An investigation into alleged bribery involving Adidas-sponsored universities and high school basketball students does not involve any other senior executives at Adidas AG (ADS) - Get Report  , U.S. attorney for the Southern District of New York Joon Kim said at a press conference about the investigation on Tuesday, Sept. 26.

In the potentially wide-ranging case, spelled out in an FBI criminal complaint filed Monday, the head of global sports marketing for Adidas allegedly bribed high school basketball players for their commitment to Adidas-sponsored universities. James "Jim" Gatto, has been charged with four counts of fraud and money laundering that involved NCAA coaches at Oklahoma State University, Auburn University, the University of Arizona and the University of Southern California.

The FBI alleges that Gatto was involved in "making and concealing" payments of up to $250,000 to the families of two coveted high school basketball players in exchange for their commitment to attend two Adidas-sponsored universities, according to the complaint filed in  Southern District of New York.

Adidas was not named in the complaint, but Gatto's and other social media accounts confirm his position at the sporting apparel giant. The complaint illustrates Gatto's direct involvement in the alleged accounts, detailing phone calls between him and Merl Code, another Adidas affiliate named in the case, as well as an NCAA coach about negotiations with the players being recruited.
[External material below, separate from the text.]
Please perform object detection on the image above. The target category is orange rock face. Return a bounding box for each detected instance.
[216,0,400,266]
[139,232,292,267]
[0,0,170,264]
The complaint also indicated that while Adidas was courting two student athletes, a "rival athletic apparel company" also pursued them, pointing to the possibility of rampant fraud in the NCAA recruitment process among major sporting retailers. 

Gatto and Code were named in the criminal complaint, alongside sports manager Christian Dawkins; Jonathan Brad Augustine, the program director for an amateur basketball league and president of a nonprofit organization that mentors high school athletes; and Munish Sood, founder of investment company Princeton Advisory Group.

In both cases involving the two student athletes, Adidas allegedly did not make direct payments, according to the complaint. Instead, it allegedly funneled cash through a sham sports management entity created by Dawkins and Sood in one case, and, in another, by Augustine's nonprofit organization, the League Initiative, founded by former NBA player Chris Singleton.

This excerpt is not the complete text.